In effetti, questo disco, che esce per una delle etichette più raffinate di elettronica (di “acustica”, in generale), la 12K capitanata da Taylor Duepree, contiene suoni di epoca anni ’90 che sono costituiti dal risultato sonoro di malfunzionamenti di vecchi software, di vecchi computer (che hanno visto la nascita del sistema technicolor DSP), a CPU molto lenta che produceva fisicamente suoni che ben hanno fatto nascere e definito il genere.

Da questi elementi, si parte per ammirare i paesaggi sonori che Shuttle358 ci propone. Si trovano pressoché un’infinita di sfumature: dalla samba in ring modulator di Sea alle concrezioni di Dilate, ai droni di Blue, passando dalle vampate di calore della title track alle lente discese ai pendii di Rossii, all’ascensione dell’apertura di Star (suono quasi raster:noton), alla comunicazione interrotta di Edule che tuttavia genera dialogo angelico, coro sommesso.

Piccoli detriti che in un sistema diventano liquidi, con una fluidità che tutto riunisce e accorpa a sé, i cui ritmi sono espressione di mood, e non esclusivamente mero matematismo. Insomma, l’aspetto digitale viene paradossalmente spazzato via dal gradiente dell’analogico, poiché il calore della produzione, ha poco a che vedere con la freddezza.
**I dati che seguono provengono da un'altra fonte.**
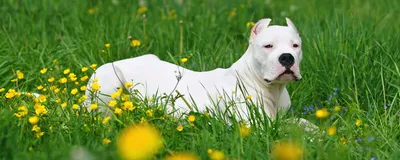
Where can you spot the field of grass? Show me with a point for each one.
(351, 59)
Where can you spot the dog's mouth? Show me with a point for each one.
(287, 75)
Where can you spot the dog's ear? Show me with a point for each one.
(258, 27)
(291, 25)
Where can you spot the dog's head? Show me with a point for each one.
(277, 51)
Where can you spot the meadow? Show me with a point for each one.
(350, 87)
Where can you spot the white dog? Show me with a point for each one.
(270, 62)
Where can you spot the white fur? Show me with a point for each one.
(256, 65)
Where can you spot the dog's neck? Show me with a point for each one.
(249, 72)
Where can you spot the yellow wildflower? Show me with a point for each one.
(20, 75)
(358, 122)
(250, 24)
(217, 155)
(128, 105)
(36, 128)
(51, 79)
(128, 84)
(75, 107)
(95, 87)
(74, 91)
(179, 128)
(33, 120)
(244, 131)
(66, 71)
(337, 108)
(331, 130)
(84, 78)
(322, 113)
(287, 151)
(106, 141)
(139, 142)
(107, 45)
(93, 66)
(11, 93)
(182, 156)
(94, 107)
(84, 69)
(106, 120)
(112, 103)
(191, 118)
(135, 43)
(118, 111)
(43, 71)
(149, 112)
(184, 60)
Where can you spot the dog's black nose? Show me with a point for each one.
(286, 59)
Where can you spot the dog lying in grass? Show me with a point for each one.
(271, 61)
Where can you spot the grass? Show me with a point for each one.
(349, 45)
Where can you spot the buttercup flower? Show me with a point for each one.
(191, 118)
(33, 120)
(139, 142)
(322, 113)
(135, 43)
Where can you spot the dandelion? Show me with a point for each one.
(43, 71)
(95, 87)
(287, 150)
(217, 155)
(184, 60)
(149, 112)
(128, 84)
(93, 66)
(244, 131)
(75, 107)
(83, 88)
(106, 141)
(135, 43)
(84, 69)
(358, 122)
(250, 24)
(20, 75)
(331, 130)
(191, 118)
(179, 128)
(182, 156)
(63, 80)
(139, 142)
(322, 113)
(33, 120)
(118, 111)
(74, 91)
(63, 105)
(112, 103)
(94, 107)
(106, 120)
(66, 71)
(51, 79)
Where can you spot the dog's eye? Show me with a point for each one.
(268, 46)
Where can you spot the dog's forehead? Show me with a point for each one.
(278, 33)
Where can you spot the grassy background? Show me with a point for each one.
(349, 45)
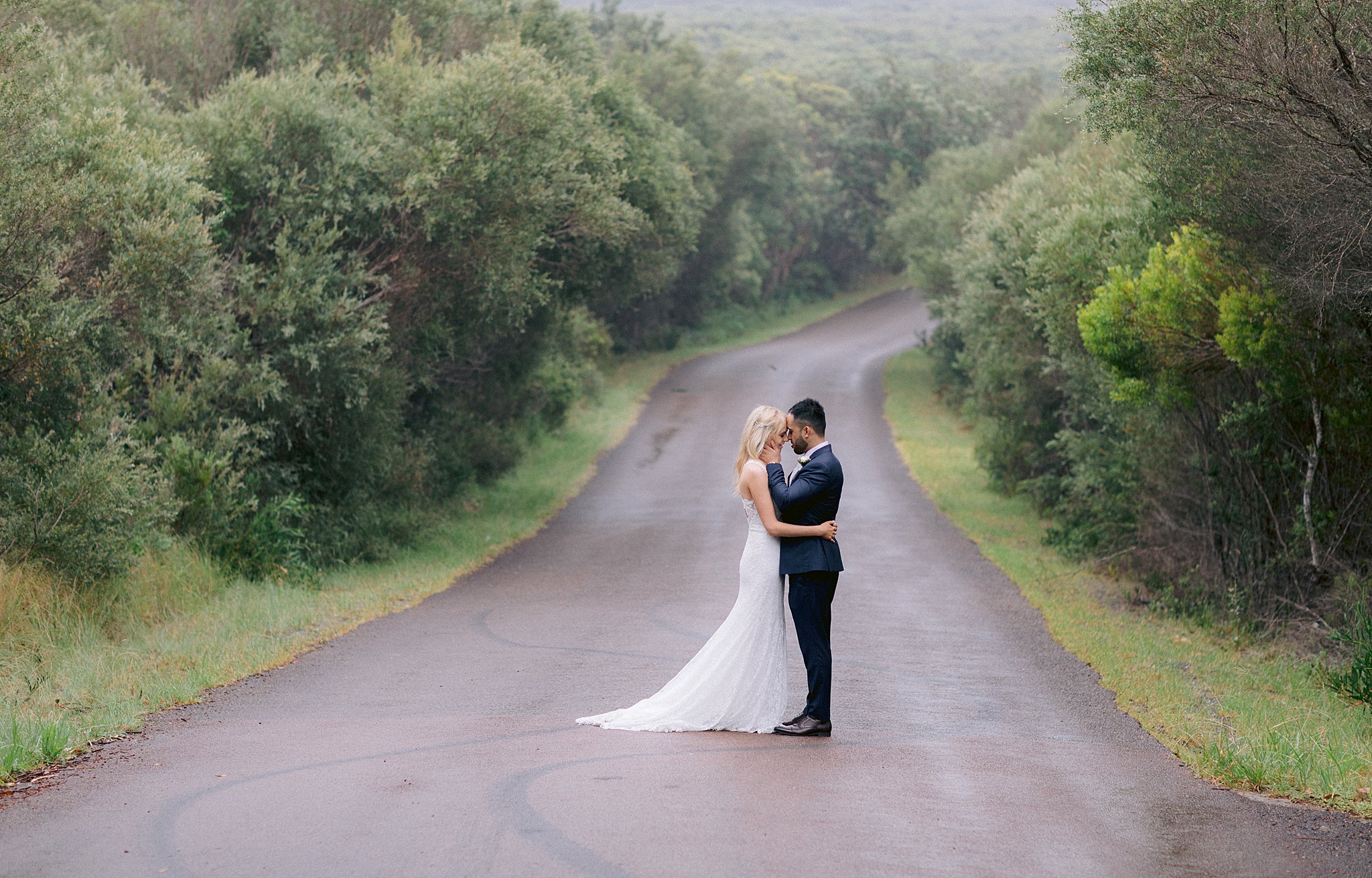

Certo, chi vedrà sempre l’elettronica come un genere sui generis, bene, continuerà a non capire niente di quelli che sono gli sviluppi di una pratica culturale (poi sì, c’è chi la musica la inserisce tra le arti, ma rimane pratica), di una svolta necessaria per l’ampliamento dell’ascolto, per ospitare caritatevolmente quegli spiriti taciuti, rinchiusi dentro quella griglia definita come rumore, invece ben visti se nella categoria “musica”.

Ecco perché si può sbagliare a definire la musica un’arte, poiché è ancor prima pratica caritatevole, che innalza l’inutilità della bellezza di un suono (sì, Cage, Stockhausen, Varèse, Berio, Maderna, su tutti quest’ultimo) e lo rende, non comparsa, ma protagonista di egual livello rispetto agli altri, capace di far sentire la propria voce.

Gli interdetti del rumore hanno trovato rifugio nella musica, una casa più grande, in cui vivere, crescere e invecchiare. Magari in altre epoche troveranno altri sviluppi, e saranno pietra angolare per ulteriori costruzioni.